Costantini believes that companies are inexpensive in today’s world and his suggestion to a potential investor landing in Argentina with $200 million or $300 million is to associate with a local group. He or she should also begin by talking with local banks that will screen companies and research specific areas of interest.


Consultatio, the company founded and run by Eduardo Costantini, has projects underway both in the country and abroad. They are few but ambitious: a tower in the Puerto Madero neighborhood of Buenos Aires that will be the country’s largest in terms of office space; a residential tourist complex in Uruguay, another on Miami’s Key Biscayne, and his two “city-towns” of Nordelta and Puertos del Lago, located to the north of Argentina’s capital.
With Nordelta, some 30 kilometers (19 miles) outside Buenos Aires, Costantini developed the concept of integrated urban complexes, meaning suburban areas in an rural environment, with all the services of a city, including education, entertainment and health care.
The scope of the project is overwhelming. It’s developed on 1,600 hectares (3,953 acres) upon which 20 neighborhoods and even a water treatment plant were constructed, and it will be inhabited by 100,000 people when all the owners move in. Construction required the removal of 23 million cubic meters of soil, the installation of 141 kilometers (87 miles) of gas and electrical networks and the construction of 180 hectares (444 acres) worth of artificial lakes, which is what gave Argentina’s first city-town its unique profile.
Just setting up the underpinnings of Nordelta required an infrastructure investment of $350 million and today the pro-ject is a registered trademark of Consultatio and Costantini.

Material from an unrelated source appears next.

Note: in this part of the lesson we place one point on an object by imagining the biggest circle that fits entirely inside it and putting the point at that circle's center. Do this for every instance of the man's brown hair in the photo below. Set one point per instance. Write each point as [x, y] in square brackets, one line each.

In this city that he erected there are four schools providing education to 3,000 students, one health center, as well as movie theaters, banks, gas stations, supermarkets and even a five star hotel, the Nordelta InterContinental. The builder did not leave out sports either. He built an 18-hole golf course designed by Jack Nicklaus, the essential tennis courts and soccer fields, and a marina with a port for sports activities.
“Making a city is diversity in a bundle. Nordelta is an organism. It is a different habitat, different densities between houses and condominiums,” Costantini explains. “It is a rotund project in its totality, it has a political, community aspect because we are creating community.”
Following Nordelta is Puertos del Lago, now in full cons-truction, and future home to 70,000 people. This project is located 44 kilometers (27 miles) outside Buenos Aires, in Escobar, also in the northern zone, and Consultatio has almost 1,400 hectares (3,459 acres) on which to develop a profile similar to the previous one.
But Costantini is not stopping there. Following the office towers and homes and city-towns are real estate developments in relaxation areas. In Uruguay, with its beaches that draw the Argentine public, he is building Las Garzas, a 240 hectares(593 acre) residential tourist center, with almost 500 lots to build on and access to the beaches. And in Key Biscayne, at the door to Miami, lies a residential complex with 165 homes, beach access and all the services that could interest a buyer with high purchasing power.